共用方式為


搭配使用 Azure AI 服務與 Microsoft Fabric 中的 SynapseML

Azure AI 服務可協助開發人員和組織使用現成、預先建置且可自訂的 API 和模型,快速建立智慧型、最先進的市場就緒及負責任應用程式。 在本文中,您將使用 Azure AI 服務中可用的各種服務來執行工作,包括:文字分析、翻譯、文件智慧、視覺、影像搜尋、語音轉換文字和文字轉換語音、異常偵測,以及從 Web API 擷取資料。

Azure AI 服務的目標是協助開發人員建立可以看、聽、說、理解甚至推論的應用程式。 Azure AI 服務中的服務目錄可以分成五個主要支柱:視覺語音語言Web 搜尋決策

必要條件

準備您的系統

若要開始,請匯入必要的程式庫,並初始化 Spark 工作階段。

from pyspark.sql.functions import udf, col
from synapse.ml.io.http import HTTPTransformer, http_udf
from requests import Request
from pyspark.sql.functions import lit
from pyspark.ml import PipelineModel
from pyspark.sql.functions import col
import os
from pyspark.sql import SparkSession
from synapse.ml.core.platform import *

# Bootstrap Spark Session
spark = SparkSession.builder.getOrCreate()

匯入 Azure AI 服務程式庫,並將下列程式碼片段中的金鑰和位置取代為您的 Azure AI 服務金鑰和位置。

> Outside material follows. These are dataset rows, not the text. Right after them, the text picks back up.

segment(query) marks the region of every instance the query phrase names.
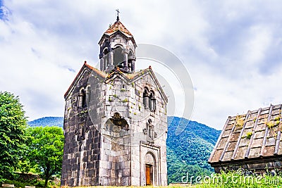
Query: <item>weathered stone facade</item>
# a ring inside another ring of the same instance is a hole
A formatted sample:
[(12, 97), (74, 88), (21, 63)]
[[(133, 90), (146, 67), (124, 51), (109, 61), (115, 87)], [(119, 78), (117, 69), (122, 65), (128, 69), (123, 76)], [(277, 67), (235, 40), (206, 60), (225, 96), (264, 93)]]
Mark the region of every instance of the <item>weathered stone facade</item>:
[(85, 62), (65, 94), (61, 185), (166, 185), (167, 98), (119, 20), (99, 44), (101, 70)]

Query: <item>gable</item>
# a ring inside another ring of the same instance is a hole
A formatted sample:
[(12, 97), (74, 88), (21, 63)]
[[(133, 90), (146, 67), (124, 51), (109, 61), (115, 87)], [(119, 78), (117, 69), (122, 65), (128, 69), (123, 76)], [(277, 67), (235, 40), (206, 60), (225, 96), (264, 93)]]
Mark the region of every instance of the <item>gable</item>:
[(282, 105), (248, 111), (229, 117), (211, 153), (209, 163), (230, 163), (242, 160), (282, 156), (281, 130)]
[(119, 68), (118, 68), (116, 70), (112, 72), (108, 75), (108, 77), (105, 82), (107, 83), (114, 79), (116, 79), (117, 77), (119, 77), (120, 79), (123, 80), (125, 82), (126, 82), (128, 84), (132, 84), (132, 83), (135, 83), (138, 80), (145, 79), (146, 77), (149, 77), (152, 79), (153, 82), (151, 84), (154, 84), (154, 85), (157, 88), (157, 91), (155, 92), (159, 92), (160, 96), (161, 96), (164, 101), (165, 101), (165, 103), (167, 104), (168, 99), (162, 87), (161, 87), (161, 84), (157, 80), (154, 72), (152, 70), (151, 68), (142, 70), (132, 74), (124, 73), (121, 72), (121, 70), (120, 70)]
[(96, 74), (97, 76), (104, 79), (107, 74), (100, 71), (92, 66), (87, 64), (86, 61), (83, 64), (82, 67), (80, 68), (80, 71), (78, 71), (78, 75), (75, 76), (75, 79), (73, 80), (73, 82), (70, 84), (70, 87), (68, 87), (68, 90), (64, 94), (64, 98), (66, 99), (70, 93), (73, 91), (75, 86), (78, 83), (85, 77), (87, 77), (87, 79), (90, 77), (91, 75), (93, 73)]

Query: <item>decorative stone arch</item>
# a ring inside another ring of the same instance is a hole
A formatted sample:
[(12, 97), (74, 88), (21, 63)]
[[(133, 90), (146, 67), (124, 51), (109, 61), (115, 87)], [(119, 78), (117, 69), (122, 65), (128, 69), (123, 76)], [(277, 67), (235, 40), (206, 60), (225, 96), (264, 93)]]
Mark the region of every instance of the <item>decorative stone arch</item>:
[(78, 105), (79, 108), (86, 107), (86, 91), (84, 87), (82, 87), (78, 93)]
[(153, 152), (147, 152), (145, 162), (145, 184), (155, 185), (157, 179), (157, 165), (156, 157)]
[(114, 49), (114, 66), (118, 66), (122, 68), (123, 61), (123, 47), (118, 45)]
[(91, 86), (90, 85), (87, 85), (85, 87), (85, 90), (86, 90), (86, 104), (87, 106), (89, 106), (89, 104), (90, 104), (90, 101), (91, 101)]
[(129, 125), (119, 113), (116, 112), (111, 118), (106, 121), (105, 130), (108, 131), (109, 136), (113, 138), (122, 137), (129, 134)]
[(148, 87), (145, 87), (143, 91), (143, 104), (145, 109), (149, 109), (149, 90)]
[(152, 89), (151, 89), (149, 95), (149, 108), (152, 112), (155, 112), (157, 108), (155, 94)]
[(129, 50), (128, 53), (128, 70), (129, 71), (134, 71), (135, 69), (135, 60), (136, 58), (134, 54), (134, 51), (133, 49)]

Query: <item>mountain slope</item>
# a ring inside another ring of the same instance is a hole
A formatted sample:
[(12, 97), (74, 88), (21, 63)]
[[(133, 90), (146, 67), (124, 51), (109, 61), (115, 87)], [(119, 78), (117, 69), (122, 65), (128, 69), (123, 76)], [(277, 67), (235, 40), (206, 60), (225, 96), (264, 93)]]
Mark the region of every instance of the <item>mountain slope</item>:
[[(63, 118), (45, 117), (29, 122), (28, 125), (62, 127)], [(168, 117), (168, 125), (166, 151), (168, 183), (181, 182), (187, 173), (189, 177), (212, 173), (214, 170), (207, 163), (207, 160), (221, 131), (195, 121), (173, 116)], [(176, 132), (178, 127), (183, 128), (180, 133)], [(176, 132), (180, 134), (176, 135)]]
[[(166, 139), (168, 182), (181, 182), (181, 178), (212, 173), (207, 163), (221, 131), (195, 121), (168, 117)], [(177, 127), (183, 128), (178, 135)]]
[(39, 119), (30, 121), (27, 124), (31, 127), (39, 126), (58, 126), (63, 127), (63, 117), (44, 117)]

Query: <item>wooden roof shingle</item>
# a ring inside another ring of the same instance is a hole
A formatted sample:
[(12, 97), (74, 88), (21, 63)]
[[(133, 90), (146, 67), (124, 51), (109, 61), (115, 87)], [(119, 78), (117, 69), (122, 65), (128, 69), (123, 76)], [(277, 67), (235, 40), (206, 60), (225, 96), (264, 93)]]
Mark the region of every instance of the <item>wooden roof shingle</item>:
[(228, 117), (209, 158), (209, 163), (235, 163), (281, 157), (282, 105)]

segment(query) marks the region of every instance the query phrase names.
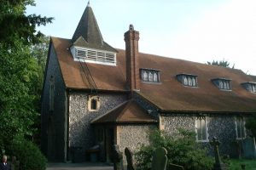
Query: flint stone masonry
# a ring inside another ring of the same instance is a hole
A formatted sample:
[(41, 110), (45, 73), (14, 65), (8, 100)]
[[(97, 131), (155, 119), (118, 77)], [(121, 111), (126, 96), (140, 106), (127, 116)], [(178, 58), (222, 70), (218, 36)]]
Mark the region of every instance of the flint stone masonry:
[(82, 147), (84, 153), (95, 144), (90, 122), (127, 99), (125, 94), (98, 94), (100, 109), (89, 111), (88, 95), (87, 93), (76, 92), (69, 95), (69, 146)]
[(139, 95), (137, 93), (133, 94), (133, 98), (134, 99), (137, 101), (137, 103), (143, 107), (145, 110), (148, 111), (148, 114), (150, 114), (151, 116), (154, 116), (155, 118), (159, 117), (158, 115), (158, 108), (156, 106), (154, 106), (154, 105), (152, 105), (149, 101), (148, 101), (147, 99), (145, 99), (143, 97), (142, 97), (141, 95)]
[[(207, 128), (208, 137), (212, 139), (217, 137), (220, 141), (219, 152), (221, 155), (232, 155), (232, 143), (236, 141), (236, 123), (235, 116), (222, 116), (213, 115), (207, 116)], [(165, 131), (169, 134), (177, 133), (178, 128), (184, 128), (188, 130), (195, 130), (196, 115), (175, 115), (170, 113), (161, 115), (162, 124), (164, 125)], [(207, 148), (209, 154), (213, 156), (212, 147), (209, 142), (201, 142), (203, 147)]]
[[(155, 125), (123, 125), (118, 126), (120, 150), (125, 153), (125, 149), (127, 147), (135, 153), (140, 144), (149, 144), (148, 133), (157, 128)], [(125, 156), (125, 154), (123, 156)], [(124, 164), (127, 164), (124, 159)]]
[[(48, 67), (44, 75), (42, 94), (41, 130), (42, 151), (49, 161), (63, 162), (66, 159), (65, 133), (67, 120), (67, 93), (59, 63), (53, 46), (50, 47)], [(54, 110), (49, 111), (49, 80), (53, 76)]]

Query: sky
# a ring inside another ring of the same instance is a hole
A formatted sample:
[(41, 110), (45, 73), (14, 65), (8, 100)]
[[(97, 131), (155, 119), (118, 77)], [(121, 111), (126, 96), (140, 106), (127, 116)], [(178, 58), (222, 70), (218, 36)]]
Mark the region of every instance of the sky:
[[(35, 0), (27, 14), (54, 17), (47, 36), (72, 38), (88, 0)], [(227, 60), (256, 75), (255, 0), (90, 0), (103, 39), (125, 49), (129, 25), (140, 32), (139, 51), (207, 63)]]

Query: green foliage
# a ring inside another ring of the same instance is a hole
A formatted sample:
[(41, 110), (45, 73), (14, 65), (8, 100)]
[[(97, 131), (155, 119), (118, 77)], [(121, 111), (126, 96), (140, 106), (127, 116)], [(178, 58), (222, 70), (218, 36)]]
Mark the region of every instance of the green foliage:
[[(28, 47), (18, 48), (0, 44), (0, 139), (4, 146), (17, 134), (32, 136), (38, 117), (38, 65)], [(0, 144), (1, 145), (1, 144)]]
[(256, 116), (253, 116), (252, 118), (247, 119), (246, 128), (252, 133), (252, 135), (256, 138)]
[[(213, 65), (224, 66), (224, 67), (230, 67), (230, 62), (227, 61), (227, 60), (220, 60), (220, 61), (215, 61), (215, 60), (213, 60), (212, 62), (207, 61), (207, 65)], [(235, 65), (233, 65), (232, 69), (235, 69)]]
[(46, 168), (46, 158), (40, 150), (32, 142), (22, 137), (14, 139), (10, 153), (20, 161), (20, 170), (45, 170)]
[(53, 18), (26, 15), (26, 5), (34, 6), (34, 0), (1, 0), (0, 43), (5, 47), (14, 47), (16, 40), (25, 45), (38, 42), (43, 34), (36, 26), (51, 23)]
[(187, 170), (211, 170), (213, 166), (213, 159), (195, 142), (194, 132), (180, 129), (178, 133), (170, 136), (155, 131), (149, 134), (149, 139), (150, 144), (142, 145), (136, 153), (137, 169), (151, 169), (153, 151), (160, 146), (167, 150), (168, 163), (183, 166)]

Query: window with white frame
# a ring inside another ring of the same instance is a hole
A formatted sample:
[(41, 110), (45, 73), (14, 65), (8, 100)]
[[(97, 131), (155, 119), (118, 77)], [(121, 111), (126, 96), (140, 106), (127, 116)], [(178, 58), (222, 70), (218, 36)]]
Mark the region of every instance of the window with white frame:
[(76, 61), (116, 65), (116, 53), (73, 46), (71, 53)]
[(183, 73), (176, 75), (176, 77), (184, 86), (197, 87), (197, 76)]
[(246, 137), (245, 120), (242, 116), (236, 117), (236, 139), (244, 139)]
[(243, 88), (247, 91), (256, 94), (256, 82), (243, 82), (241, 83), (241, 86), (243, 86)]
[(160, 71), (151, 69), (141, 69), (141, 78), (143, 82), (159, 82)]
[(195, 133), (196, 141), (207, 142), (208, 141), (208, 128), (207, 119), (206, 116), (199, 116), (195, 120)]
[(100, 109), (100, 97), (90, 95), (88, 99), (88, 110), (90, 111), (97, 111)]
[(212, 79), (213, 84), (221, 90), (231, 90), (231, 80), (226, 78), (213, 78)]

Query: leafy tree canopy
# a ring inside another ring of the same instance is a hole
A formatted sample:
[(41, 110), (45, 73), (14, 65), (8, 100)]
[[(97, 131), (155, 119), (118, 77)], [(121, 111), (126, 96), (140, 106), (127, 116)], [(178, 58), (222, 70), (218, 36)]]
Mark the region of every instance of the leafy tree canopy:
[(15, 47), (16, 40), (26, 45), (38, 42), (43, 34), (36, 26), (51, 23), (53, 18), (26, 15), (27, 5), (34, 6), (34, 0), (1, 0), (0, 43), (5, 47)]
[[(225, 60), (213, 60), (212, 62), (210, 61), (207, 61), (207, 65), (218, 65), (218, 66), (224, 66), (224, 67), (229, 67), (229, 68), (231, 68), (230, 67), (230, 62)], [(232, 66), (232, 69), (235, 69), (235, 65), (233, 65)]]

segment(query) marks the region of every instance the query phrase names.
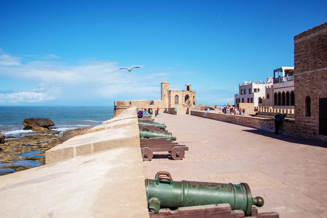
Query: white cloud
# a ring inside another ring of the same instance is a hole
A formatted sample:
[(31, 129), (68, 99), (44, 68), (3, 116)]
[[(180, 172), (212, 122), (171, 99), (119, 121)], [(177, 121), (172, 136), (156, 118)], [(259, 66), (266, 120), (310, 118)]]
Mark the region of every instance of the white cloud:
[[(37, 58), (38, 55), (25, 55), (28, 56), (26, 59), (33, 59), (22, 63), (26, 60), (23, 57), (0, 53), (0, 60), (5, 60), (5, 64), (0, 63), (0, 77), (21, 81), (14, 83), (16, 84), (30, 83), (34, 86), (31, 85), (24, 90), (20, 90), (19, 86), (11, 87), (10, 91), (4, 90), (0, 93), (0, 102), (43, 102), (70, 98), (72, 101), (95, 98), (137, 100), (145, 96), (160, 99), (158, 79), (167, 75), (164, 72), (147, 73), (141, 70), (143, 72), (140, 76), (139, 69), (131, 72), (119, 70), (136, 66), (122, 67), (118, 66), (117, 62), (89, 59), (76, 65), (69, 65), (55, 55), (50, 56), (56, 59), (43, 60)], [(35, 87), (36, 83), (38, 87)], [(150, 84), (157, 86), (148, 86)]]
[(36, 102), (55, 99), (60, 95), (61, 89), (53, 87), (45, 91), (31, 90), (0, 93), (0, 102)]
[(20, 65), (20, 58), (3, 52), (0, 49), (0, 65), (17, 66)]

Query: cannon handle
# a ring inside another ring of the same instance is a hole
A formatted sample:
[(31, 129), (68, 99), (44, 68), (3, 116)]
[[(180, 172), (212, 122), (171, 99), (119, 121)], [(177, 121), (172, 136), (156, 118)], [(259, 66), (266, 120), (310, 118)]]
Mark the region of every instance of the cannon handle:
[(165, 171), (159, 171), (156, 174), (156, 176), (154, 177), (154, 179), (156, 180), (158, 179), (158, 177), (160, 175), (166, 175), (167, 176), (171, 178), (170, 174), (168, 172), (166, 172)]
[(169, 181), (170, 186), (171, 186), (174, 185), (174, 181), (173, 181), (173, 179), (171, 178), (171, 177), (170, 176), (165, 176), (163, 175), (160, 175), (158, 177), (158, 178), (156, 181), (156, 184), (159, 185), (159, 184), (160, 182), (160, 181), (163, 179)]

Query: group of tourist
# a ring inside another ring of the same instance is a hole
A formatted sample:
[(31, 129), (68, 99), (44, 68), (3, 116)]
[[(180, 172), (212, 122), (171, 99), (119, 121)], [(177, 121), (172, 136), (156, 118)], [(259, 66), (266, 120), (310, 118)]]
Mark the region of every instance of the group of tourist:
[[(155, 110), (154, 114), (156, 116), (156, 117), (157, 117), (157, 115), (159, 113), (159, 108), (157, 107), (157, 109)], [(136, 112), (137, 113), (137, 117), (139, 118), (142, 118), (143, 117), (144, 114), (149, 114), (152, 116), (153, 114), (153, 110), (152, 108), (150, 108), (148, 111), (146, 108), (145, 109), (142, 108), (142, 110), (139, 110), (138, 108), (137, 108), (136, 110)]]
[(219, 109), (222, 111), (223, 113), (225, 114), (231, 114), (232, 115), (243, 115), (244, 116), (245, 113), (245, 109), (244, 108), (239, 108), (237, 107), (231, 107), (229, 106), (220, 106)]

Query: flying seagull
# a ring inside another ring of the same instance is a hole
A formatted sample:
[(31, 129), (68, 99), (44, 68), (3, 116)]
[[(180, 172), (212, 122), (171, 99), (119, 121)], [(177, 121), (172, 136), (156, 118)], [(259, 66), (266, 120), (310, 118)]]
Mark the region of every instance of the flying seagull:
[[(140, 68), (139, 67), (134, 67), (133, 68)], [(126, 69), (129, 71), (130, 72), (131, 71), (132, 71), (132, 70), (133, 70), (133, 68), (132, 68), (130, 70), (129, 70), (128, 69), (127, 69), (127, 68), (119, 68), (119, 70), (121, 70), (122, 69)]]

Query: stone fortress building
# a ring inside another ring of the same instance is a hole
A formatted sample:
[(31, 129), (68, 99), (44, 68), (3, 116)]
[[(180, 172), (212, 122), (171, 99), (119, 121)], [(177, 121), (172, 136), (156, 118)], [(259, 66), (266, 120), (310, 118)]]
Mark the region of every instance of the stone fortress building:
[(139, 109), (150, 109), (154, 110), (157, 108), (159, 113), (174, 114), (175, 108), (180, 114), (189, 114), (192, 105), (195, 104), (196, 92), (191, 91), (191, 85), (188, 83), (185, 85), (183, 90), (170, 90), (169, 83), (164, 80), (161, 83), (161, 99), (160, 100), (149, 101), (115, 101), (113, 117), (127, 108), (135, 107)]

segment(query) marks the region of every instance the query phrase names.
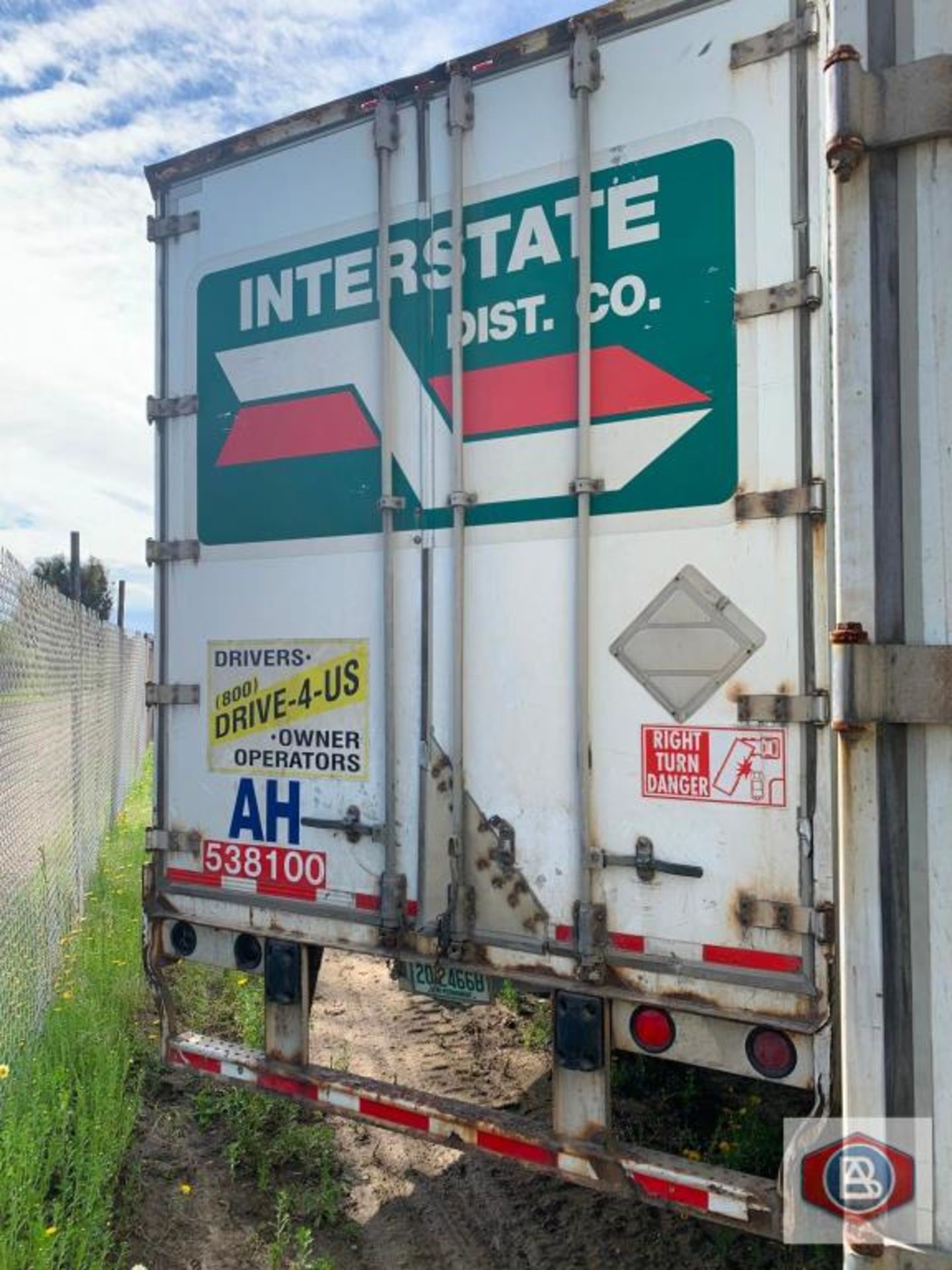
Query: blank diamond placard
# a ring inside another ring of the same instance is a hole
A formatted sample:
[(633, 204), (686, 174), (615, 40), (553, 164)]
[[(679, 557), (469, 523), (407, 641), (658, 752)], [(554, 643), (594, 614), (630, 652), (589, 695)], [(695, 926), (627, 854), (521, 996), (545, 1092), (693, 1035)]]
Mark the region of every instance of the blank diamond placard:
[(611, 652), (684, 723), (767, 639), (736, 605), (685, 565)]

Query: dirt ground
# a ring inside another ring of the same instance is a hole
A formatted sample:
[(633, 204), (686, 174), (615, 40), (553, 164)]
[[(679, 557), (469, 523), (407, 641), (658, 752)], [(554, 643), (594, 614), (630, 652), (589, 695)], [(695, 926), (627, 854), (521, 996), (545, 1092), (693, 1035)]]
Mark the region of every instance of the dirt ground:
[[(526, 1048), (518, 1020), (501, 1005), (446, 1008), (399, 992), (383, 965), (327, 954), (312, 1019), (316, 1063), (523, 1114), (547, 1105), (547, 1057)], [(232, 1177), (222, 1130), (198, 1128), (188, 1087), (189, 1077), (171, 1072), (151, 1082), (128, 1168), (135, 1199), (124, 1270), (137, 1264), (268, 1270), (273, 1196), (253, 1180)], [(320, 1270), (779, 1270), (814, 1264), (791, 1250), (505, 1161), (333, 1123), (348, 1199), (343, 1220), (315, 1231), (311, 1265)]]

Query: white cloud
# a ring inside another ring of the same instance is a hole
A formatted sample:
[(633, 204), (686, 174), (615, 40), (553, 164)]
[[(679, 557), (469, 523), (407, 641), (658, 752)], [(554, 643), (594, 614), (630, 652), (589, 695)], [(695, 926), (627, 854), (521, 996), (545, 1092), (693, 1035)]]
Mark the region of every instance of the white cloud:
[(564, 17), (559, 0), (0, 0), (0, 545), (149, 606), (143, 163)]

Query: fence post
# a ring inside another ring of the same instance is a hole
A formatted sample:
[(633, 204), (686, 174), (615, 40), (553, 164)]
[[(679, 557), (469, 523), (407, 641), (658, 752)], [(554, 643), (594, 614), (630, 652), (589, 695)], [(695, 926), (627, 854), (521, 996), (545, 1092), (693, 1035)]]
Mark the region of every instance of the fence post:
[(83, 917), (86, 888), (83, 876), (83, 602), (79, 530), (70, 533), (70, 598), (72, 599), (72, 692), (70, 700), (70, 748), (72, 757), (72, 864), (76, 878), (76, 911)]
[(116, 671), (116, 685), (113, 687), (113, 799), (109, 812), (109, 823), (114, 823), (122, 805), (123, 795), (123, 751), (122, 751), (122, 724), (126, 715), (126, 580), (119, 578), (118, 597), (116, 601), (116, 639), (118, 640), (118, 657)]

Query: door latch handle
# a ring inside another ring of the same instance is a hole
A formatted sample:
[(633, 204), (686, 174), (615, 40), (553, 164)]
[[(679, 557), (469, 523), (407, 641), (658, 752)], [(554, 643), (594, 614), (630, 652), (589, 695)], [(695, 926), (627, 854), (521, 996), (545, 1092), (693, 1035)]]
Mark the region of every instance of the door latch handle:
[(340, 820), (329, 820), (317, 815), (302, 815), (301, 824), (311, 829), (338, 829), (344, 833), (348, 842), (359, 842), (360, 838), (373, 838), (377, 841), (382, 833), (382, 826), (368, 824), (360, 819), (360, 808), (349, 806)]
[(674, 874), (678, 878), (703, 878), (704, 870), (699, 865), (679, 865), (670, 860), (655, 859), (655, 845), (651, 838), (638, 838), (635, 843), (633, 856), (602, 855), (602, 864), (608, 869), (614, 865), (633, 869), (642, 881), (654, 881), (655, 874)]

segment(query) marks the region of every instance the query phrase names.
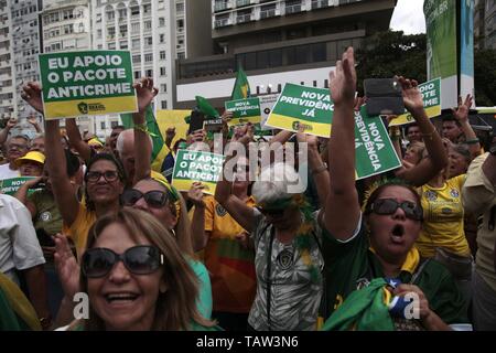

from synapse.ml.cognitive import *

# A general Azure AI services key for Text Analytics, Vision and Document Intelligence (or use separate keys that belong to each service)
service_key = "<YOUR-KEY-VALUE>" # Replace <YOUR-KEY-VALUE> with your Azure AI service key, check prerequisites for more details
service_loc = "eastus"

# A Bing Search v7 subscription key
bing_search_key =  "<YOUR-KEY-VALUE>" # Replace <YOUR-KEY-VALUE> with your Bing v7 subscription key, check prerequisites for more details

# An Anomaly Detector subscription key
anomaly_key = <"YOUR-KEY-VALUE"> # Replace <YOUR-KEY-VALUE> with your anomaly service key, check prerequisites for more details
anomaly_loc = "westus2"

# A Translator subscription key
translator_key = "<YOUR-KEY-VALUE>" # Replace <YOUR-KEY-VALUE> with your translator service key, check prerequisites for more details
translator_loc = "eastus"

# An Azure search key
search_key = "<YOUR-KEY-VALUE>" # Replace <YOUR-KEY-VALUE> with your search key, check prerequisites for more details

對文字執行情感分析

文字分析服務提供數種演算法,可從文字中擷取智慧型深入解析。 例如,您可以使用該服務來尋找某些輸入文字的情緒。 服務會傳回介於 0.0 和 1.0 之間的分數,低分表示負面情緒,而高分表示正面情緒。

下列程式碼範例會傳回三個簡單句子的情緒。

# Create a dataframe that's tied to it's column names
df = spark.createDataFrame(
    [
        ("I am so happy today, its sunny!", "en-US"),
        ("I am frustrated by this rush hour traffic", "en-US"),
        ("The cognitive services on spark aint bad", "en-US"),
    ],
    ["text", "language"],
)

# Run the Text Analytics service with options
sentiment = (
    TextSentiment()
    .setTextCol("text")
    .setLocation(service_loc)
    .setSubscriptionKey(service_key)
    .setOutputCol("sentiment")
    .setErrorCol("error")
    .setLanguageCol("language")
)

# Show the results of your text query in a table format
display(
    sentiment.transform(df).select(
        "text", col("sentiment.document.sentiment").alias("sentiment")
    )
)

執行健康情況資料的文字分析

適用於健全狀況服務的文字分析會從非結構化文字擷取並標記相關醫學資訊,像是醫師筆記、出院摘要、臨床文件及電子健康記錄。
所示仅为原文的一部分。